In claim 7(A), Steedley alleges that counsel rendered ineffective assistance because counsel failed to consult with him regarding arguments to be raised in his appeal to the Supreme Court of Virginia. Pet. Attach. p. 13. Specifically, Steedley states that his counsel never informed him of a letter the Supreme Court of Virginia sent, which informed counsel of the right to state why an appeal should be granted, nor that a conference call was set for Tuesday, April 12, 2011. Id . Steedley argues that had he been aware of this information he "would have had counsel elaborate grounds that [sic] client felt sufficient." Id.

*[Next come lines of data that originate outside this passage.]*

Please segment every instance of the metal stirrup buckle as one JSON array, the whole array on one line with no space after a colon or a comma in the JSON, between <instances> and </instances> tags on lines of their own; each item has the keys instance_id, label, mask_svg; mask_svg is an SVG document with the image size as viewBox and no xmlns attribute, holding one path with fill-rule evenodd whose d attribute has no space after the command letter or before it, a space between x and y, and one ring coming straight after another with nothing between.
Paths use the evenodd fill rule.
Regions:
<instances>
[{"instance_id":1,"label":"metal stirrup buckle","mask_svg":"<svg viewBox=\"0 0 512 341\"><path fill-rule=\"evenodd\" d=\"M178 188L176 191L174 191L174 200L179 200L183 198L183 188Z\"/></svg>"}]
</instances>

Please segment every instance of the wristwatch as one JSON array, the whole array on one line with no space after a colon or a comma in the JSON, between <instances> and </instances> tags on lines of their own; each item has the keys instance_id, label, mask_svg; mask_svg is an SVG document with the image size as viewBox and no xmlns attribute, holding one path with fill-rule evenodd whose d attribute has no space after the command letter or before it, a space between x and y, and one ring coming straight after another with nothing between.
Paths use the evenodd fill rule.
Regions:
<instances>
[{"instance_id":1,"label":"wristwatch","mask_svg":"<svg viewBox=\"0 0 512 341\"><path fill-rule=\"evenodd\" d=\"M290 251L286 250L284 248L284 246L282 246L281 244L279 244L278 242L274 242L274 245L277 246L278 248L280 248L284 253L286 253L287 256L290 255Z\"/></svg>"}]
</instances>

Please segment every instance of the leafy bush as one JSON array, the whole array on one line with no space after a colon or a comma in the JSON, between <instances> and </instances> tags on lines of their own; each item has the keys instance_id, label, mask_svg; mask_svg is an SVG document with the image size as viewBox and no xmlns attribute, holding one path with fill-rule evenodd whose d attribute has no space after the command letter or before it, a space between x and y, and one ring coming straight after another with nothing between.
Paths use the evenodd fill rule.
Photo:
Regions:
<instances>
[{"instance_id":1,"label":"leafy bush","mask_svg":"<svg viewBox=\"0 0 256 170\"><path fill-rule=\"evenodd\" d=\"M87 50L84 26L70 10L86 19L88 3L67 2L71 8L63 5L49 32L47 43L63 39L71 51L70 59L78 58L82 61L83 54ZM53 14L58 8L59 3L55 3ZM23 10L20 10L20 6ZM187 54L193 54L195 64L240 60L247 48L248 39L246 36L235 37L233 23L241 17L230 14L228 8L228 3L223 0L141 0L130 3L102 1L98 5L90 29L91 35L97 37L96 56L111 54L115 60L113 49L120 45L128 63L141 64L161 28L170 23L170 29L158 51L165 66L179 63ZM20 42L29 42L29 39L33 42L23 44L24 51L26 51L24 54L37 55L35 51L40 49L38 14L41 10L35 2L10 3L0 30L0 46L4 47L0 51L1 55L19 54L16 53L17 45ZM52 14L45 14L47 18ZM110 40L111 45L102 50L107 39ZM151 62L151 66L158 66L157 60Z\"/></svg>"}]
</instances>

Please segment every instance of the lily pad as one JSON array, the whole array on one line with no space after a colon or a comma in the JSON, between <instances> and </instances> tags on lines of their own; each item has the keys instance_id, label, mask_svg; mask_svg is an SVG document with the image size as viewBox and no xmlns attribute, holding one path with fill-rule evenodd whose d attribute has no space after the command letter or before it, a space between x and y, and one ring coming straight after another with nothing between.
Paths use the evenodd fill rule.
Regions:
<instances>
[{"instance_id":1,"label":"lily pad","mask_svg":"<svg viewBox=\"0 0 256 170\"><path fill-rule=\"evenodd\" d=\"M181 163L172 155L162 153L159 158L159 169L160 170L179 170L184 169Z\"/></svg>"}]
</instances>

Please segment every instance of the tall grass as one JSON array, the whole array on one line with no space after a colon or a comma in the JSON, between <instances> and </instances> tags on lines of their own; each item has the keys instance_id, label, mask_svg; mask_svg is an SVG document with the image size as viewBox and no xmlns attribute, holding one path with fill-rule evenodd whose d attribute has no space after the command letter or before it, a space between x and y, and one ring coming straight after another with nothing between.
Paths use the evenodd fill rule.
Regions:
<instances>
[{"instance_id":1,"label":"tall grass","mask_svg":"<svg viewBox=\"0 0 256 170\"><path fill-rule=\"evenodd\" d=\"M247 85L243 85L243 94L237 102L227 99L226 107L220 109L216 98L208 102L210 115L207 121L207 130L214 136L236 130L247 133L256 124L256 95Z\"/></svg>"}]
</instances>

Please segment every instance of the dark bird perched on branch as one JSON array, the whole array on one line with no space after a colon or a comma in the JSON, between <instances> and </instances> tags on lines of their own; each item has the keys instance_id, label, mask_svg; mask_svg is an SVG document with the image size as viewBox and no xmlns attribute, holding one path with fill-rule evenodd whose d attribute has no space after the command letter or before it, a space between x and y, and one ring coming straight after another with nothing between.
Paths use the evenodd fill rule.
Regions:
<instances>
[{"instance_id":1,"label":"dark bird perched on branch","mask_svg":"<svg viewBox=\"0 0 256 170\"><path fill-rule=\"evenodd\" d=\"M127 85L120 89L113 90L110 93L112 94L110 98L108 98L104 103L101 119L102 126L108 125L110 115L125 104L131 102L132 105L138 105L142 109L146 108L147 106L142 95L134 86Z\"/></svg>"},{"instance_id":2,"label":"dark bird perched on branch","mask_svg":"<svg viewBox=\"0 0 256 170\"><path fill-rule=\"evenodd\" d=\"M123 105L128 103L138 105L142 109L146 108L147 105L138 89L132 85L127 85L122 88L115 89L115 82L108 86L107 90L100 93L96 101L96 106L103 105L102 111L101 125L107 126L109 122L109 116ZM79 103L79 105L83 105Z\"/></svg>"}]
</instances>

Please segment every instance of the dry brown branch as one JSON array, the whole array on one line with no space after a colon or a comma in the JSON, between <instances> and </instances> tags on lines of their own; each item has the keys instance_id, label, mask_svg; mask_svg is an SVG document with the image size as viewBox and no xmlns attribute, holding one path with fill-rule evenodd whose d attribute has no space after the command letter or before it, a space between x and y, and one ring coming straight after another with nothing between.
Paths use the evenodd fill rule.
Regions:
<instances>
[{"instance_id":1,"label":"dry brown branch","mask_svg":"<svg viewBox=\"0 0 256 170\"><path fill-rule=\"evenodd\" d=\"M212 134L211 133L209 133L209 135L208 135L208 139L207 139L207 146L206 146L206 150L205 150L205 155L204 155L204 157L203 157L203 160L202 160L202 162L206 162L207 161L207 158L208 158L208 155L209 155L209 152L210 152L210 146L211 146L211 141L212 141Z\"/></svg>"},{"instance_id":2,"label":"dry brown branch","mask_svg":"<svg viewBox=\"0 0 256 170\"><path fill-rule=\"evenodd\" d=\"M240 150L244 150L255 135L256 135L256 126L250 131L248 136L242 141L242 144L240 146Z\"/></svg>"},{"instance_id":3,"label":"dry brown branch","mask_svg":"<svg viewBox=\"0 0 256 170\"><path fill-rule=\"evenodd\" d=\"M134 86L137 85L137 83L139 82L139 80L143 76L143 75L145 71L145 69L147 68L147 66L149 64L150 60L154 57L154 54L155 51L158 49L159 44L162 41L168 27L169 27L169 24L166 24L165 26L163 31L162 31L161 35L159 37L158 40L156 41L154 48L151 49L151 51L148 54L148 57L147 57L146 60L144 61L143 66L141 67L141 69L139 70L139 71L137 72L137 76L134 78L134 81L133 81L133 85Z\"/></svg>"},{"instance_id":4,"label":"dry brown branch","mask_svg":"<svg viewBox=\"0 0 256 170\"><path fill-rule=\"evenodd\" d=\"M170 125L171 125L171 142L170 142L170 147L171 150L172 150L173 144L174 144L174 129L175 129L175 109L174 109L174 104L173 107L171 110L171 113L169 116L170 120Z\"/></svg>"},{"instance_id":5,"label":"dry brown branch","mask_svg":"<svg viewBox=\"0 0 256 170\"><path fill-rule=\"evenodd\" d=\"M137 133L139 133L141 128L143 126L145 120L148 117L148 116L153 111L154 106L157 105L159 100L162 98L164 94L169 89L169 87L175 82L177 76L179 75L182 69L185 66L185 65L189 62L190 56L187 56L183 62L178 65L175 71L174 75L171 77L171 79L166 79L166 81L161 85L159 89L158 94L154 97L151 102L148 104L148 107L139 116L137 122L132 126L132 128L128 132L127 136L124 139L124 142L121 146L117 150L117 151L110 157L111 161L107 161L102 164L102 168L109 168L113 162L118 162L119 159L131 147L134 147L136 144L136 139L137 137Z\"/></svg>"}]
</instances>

In claim 7(B), Steedley alleges counsel rendered ineffective assistance because counsel's heavy caseload may have caused him to pursue a plea bargain instead of conducting an adequate investigation. Pet. Attach p. 13-14. ("The demand of [counsel's] overwhelming caseload could play an effect on his reasonableness and cause counsel to want to jump into plea-bargains and not investigate other options. [Petitioner] feels [counsel's] case load effects his work ethic and therefor causes harm to clients cases.").

In claim 7(C), Steedley alleges counsel rendered ineffective assistance because counsel coerced him into pleading guilty based on inaccurate guidelines. Pet. Attach. p. 14. ("Counsel coerced Steedley into taking a plea based on inaccurate guidelines.").

In claim 7(D), Steedley alleges counsel rendered ineffective assistance because counsel failed to adequately investigate petitioner's mental health history and present it to the court. Pet. Attach p. 14. ("Counsel was ineffective by his [sic] failure to adequately investigate appellants mental health history. [C]ounsel never attempted to look into this or present this information to the court."). Specifically, Steedley alleges that he was raised in an abusive home by parents who were alcoholics, which lead to his living in a group home and regularly meeting with a psychiatrist as a teenager. Id.

At the plea colloquy on May 6, 2010, Steedley stated under oath that he freely and voluntarily made his own decision to plead guilty to all charges, and entered such pleas because he was in fact guilty. Tr. 5. Steedley told the Court that he had discussed the charges and their elements with his attorney and that he understood the charges against him. Id . at 4. After that discussion, Steedley stated under oath that he was entirely satisfied with counsel's services and that there was not anything he had asked his counsel to do that his counsel failed or refused to do. Id . at 7. Because Steedley is bound by these statements, Lemaster, 403 F.3d at 221-22, and because the voluntariness of the plea has not been successfully challenged, Steedley cannot now show that but for counsel's alleged errors, he would not have pleaded guilty and would have insisted on going to trial. See Hill , 474 U.S. at 59. Therefore, under these circumstances, the Virginia Supreme Court's rejection of Steedley's claims 7(A)-7(D) was neither contrary to nor an unreasonable application of the applicable federal law; thus, the same result must pertain here. Williams , 529 U.S. at 412-13.

V. In Forma Pauneris

On April 18, 2013, Steedley submitted a Motion for Leave to Proceed in forma pauperis. On June 18, 2013, the Court received the required filing fee. As such, Steedley's motion will be denied, as moot.

VI. Conclusion

For the foregoing reasons, respondent's Motion to Dismiss this petition for habeas corpus relief will be granted and the petition will be dismissed with prejudice. An appropriate Order shall issue.